By Melissa J. Anderson

Last week, Mercer presented its findings [PDF] on its most recent global talent mobility study at the World Economic Forum’s Annual Meeting in Davos, Switzerland. The report focused on the need for collaborating amongst various stakeholders to ensure that global talent is being developed and mobilized effectively.

According to Laszlo Andor, the EU’s Commissioner for Employment, Social Affairs and Inclusion, who wrote the forward to the report, the word will soon be facing a talent crisis – in some areas are suffering from high unemployment, while others face a shortage of skilled employees. He wrote:

“It is in this context that qualified people represent a strategic resource; one that needs to be paid far greater attention to than ever before. The ability to encourage development and attainment of new knowledge and skills while at the same time promoting innovation and geographical mobility will greatly influence the overall capacity of the European Union and its member states to sustain economic growth and social progress.”

The report, discussing global talent issues – not just those of the EU – goes on to suggest that broader collaborative partnerships between companies, non-profit organizations, and governments can address the challenges that exist when it comes to talent mobility.

The Need for Collaboration

The report, “Talent Mobility Good Practices: Collaboration at the Core of Driving Economic Growth,” contains case studies and advice on how companies can work with other stakeholders to meet goals of finding skilled talent in the years to come.

First of all, the report encourages companies to move individuals into new roles in new geographic locations than they have in the past. The ones that are doing it right, it explains, are benefiting from the experience that employees gain from working abroad. It explains:

“Not only are they physically moving talent internationally within their organizations – they are also moving people across business units and job families; across organizations; within specific industries and regions; and across occupations and skills sets. Some stakeholders are using talent mobility practices to move people from unemployment to employment or to move jobs to people.”

But, Mercer advises, the larger scale benefits of talent mobility come from partnering with other stakeholders. It explained, “Whether on the organizational level, within an industry or region, or across multiple stakeholders worldwide, collaboration enabled stakeholders to grapple effectively with talent market challenges to significantly enhance growth.

The report was created based on the answers and suggestions it received via a questionnaire sent to 4,000 global participants. According to the survey, over the past 20 years, worker mobiltiy has stagnated.
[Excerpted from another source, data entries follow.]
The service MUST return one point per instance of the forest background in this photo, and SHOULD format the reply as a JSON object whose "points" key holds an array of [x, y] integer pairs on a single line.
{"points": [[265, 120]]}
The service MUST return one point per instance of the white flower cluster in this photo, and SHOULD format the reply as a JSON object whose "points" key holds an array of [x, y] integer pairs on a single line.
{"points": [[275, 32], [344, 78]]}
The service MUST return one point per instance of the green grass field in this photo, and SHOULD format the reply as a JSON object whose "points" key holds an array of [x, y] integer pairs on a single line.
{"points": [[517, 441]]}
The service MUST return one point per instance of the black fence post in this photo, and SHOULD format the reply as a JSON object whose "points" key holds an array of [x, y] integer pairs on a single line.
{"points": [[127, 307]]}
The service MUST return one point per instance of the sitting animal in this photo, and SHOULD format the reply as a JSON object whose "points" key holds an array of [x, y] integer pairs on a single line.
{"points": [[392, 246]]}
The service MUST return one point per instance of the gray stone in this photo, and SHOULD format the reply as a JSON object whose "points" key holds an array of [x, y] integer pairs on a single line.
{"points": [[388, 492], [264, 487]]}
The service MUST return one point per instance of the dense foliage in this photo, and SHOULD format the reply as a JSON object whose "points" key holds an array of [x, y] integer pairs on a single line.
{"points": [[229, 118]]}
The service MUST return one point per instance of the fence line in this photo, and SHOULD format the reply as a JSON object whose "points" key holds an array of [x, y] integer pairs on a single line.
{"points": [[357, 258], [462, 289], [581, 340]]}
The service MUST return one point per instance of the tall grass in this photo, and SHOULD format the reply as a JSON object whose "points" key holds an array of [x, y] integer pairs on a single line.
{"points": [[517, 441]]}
Even though companies and markets have become significantly more global in the past 20 years, workforce mobility has not increased.

In fact, the report continued, companies haven’t been happy with the success of the mobility programs they have utilized – and most are taking advanatage of mobility as a means for professional development of those on the executive track. It says, “Fewer than half of companies surveyed said they selected international assignees well; 62% said poor candidate selection was the second most important cause of assignment failure.”
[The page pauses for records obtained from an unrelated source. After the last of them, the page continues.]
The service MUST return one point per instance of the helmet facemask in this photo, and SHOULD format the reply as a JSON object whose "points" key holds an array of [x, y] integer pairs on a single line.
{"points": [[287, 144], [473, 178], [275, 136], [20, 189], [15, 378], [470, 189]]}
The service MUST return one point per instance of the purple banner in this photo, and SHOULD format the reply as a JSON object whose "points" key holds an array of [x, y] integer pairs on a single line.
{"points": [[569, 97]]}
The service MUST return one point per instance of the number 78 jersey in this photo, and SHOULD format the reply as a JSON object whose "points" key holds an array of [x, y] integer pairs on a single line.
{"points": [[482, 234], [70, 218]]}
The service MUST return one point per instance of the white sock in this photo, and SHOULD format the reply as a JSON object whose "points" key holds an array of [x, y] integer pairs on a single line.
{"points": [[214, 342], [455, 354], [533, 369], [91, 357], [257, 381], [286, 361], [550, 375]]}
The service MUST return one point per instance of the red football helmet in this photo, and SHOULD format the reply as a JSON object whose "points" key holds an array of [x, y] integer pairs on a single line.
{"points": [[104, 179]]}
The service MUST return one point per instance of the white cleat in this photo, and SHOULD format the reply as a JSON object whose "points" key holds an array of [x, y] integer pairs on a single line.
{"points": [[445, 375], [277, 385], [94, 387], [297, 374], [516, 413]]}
According to the study, companies can gain more rewards by working to broaden worker mobility programs. They should also consider the potential for collaboration as a means to draw workers to jobs or build their skill sets in areas where there are labor shortages.

Practical Advice

The report’s advice for companies, based on the good practices it collected, include employing a ‘business case’ approach to building potential collaboration proposals and utilizing modern measurement tools to assess their effectiveness. It also suggested working with governments on cross-boarder initiatives, and collaborating with potential competitors when it makes sense.

One successful initiative highlighted by the report is the Toronto Financial Services Alliance. While, as the report indicated, “All five of the major Canadian banks are based in Toronto, as are 80% of the foreign banks that operate in the country,” the industry faces a significant talent shortage in the region. By and large, highly educated individuals in the area haven’t been interested in a career in the field, and banks were struggling to fill open jobs – all drawing from the same small pool of talent.
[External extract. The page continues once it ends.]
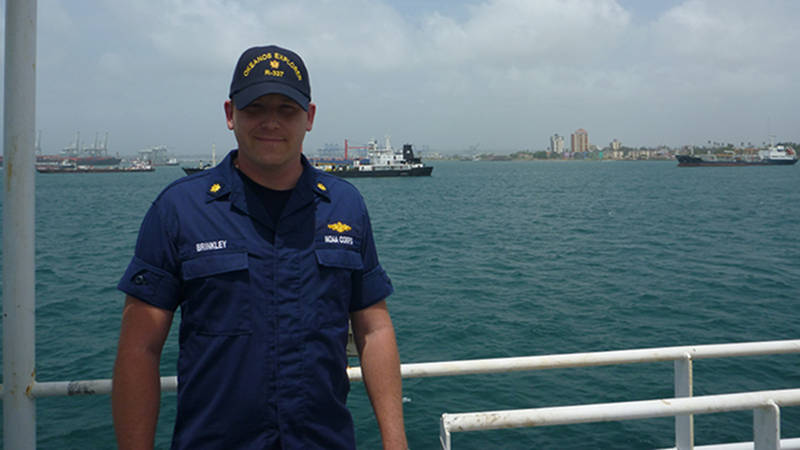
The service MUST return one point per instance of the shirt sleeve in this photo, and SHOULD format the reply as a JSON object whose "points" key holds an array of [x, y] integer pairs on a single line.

As a result, the TFSA was formed as a “high profile public-private partnership” including “three levels of government, major financial services firms, and educational institutions, professional services associations and business services providers.

So far the group has been successful in educating local highly educated individuals about the benefits of a career in the financial services industry, and in marketing Toronto to potential employees outside the region. By collaborating with competitors, government, and other stakeholders, the pool of employees companies can draw from is growing and becoming more skilled.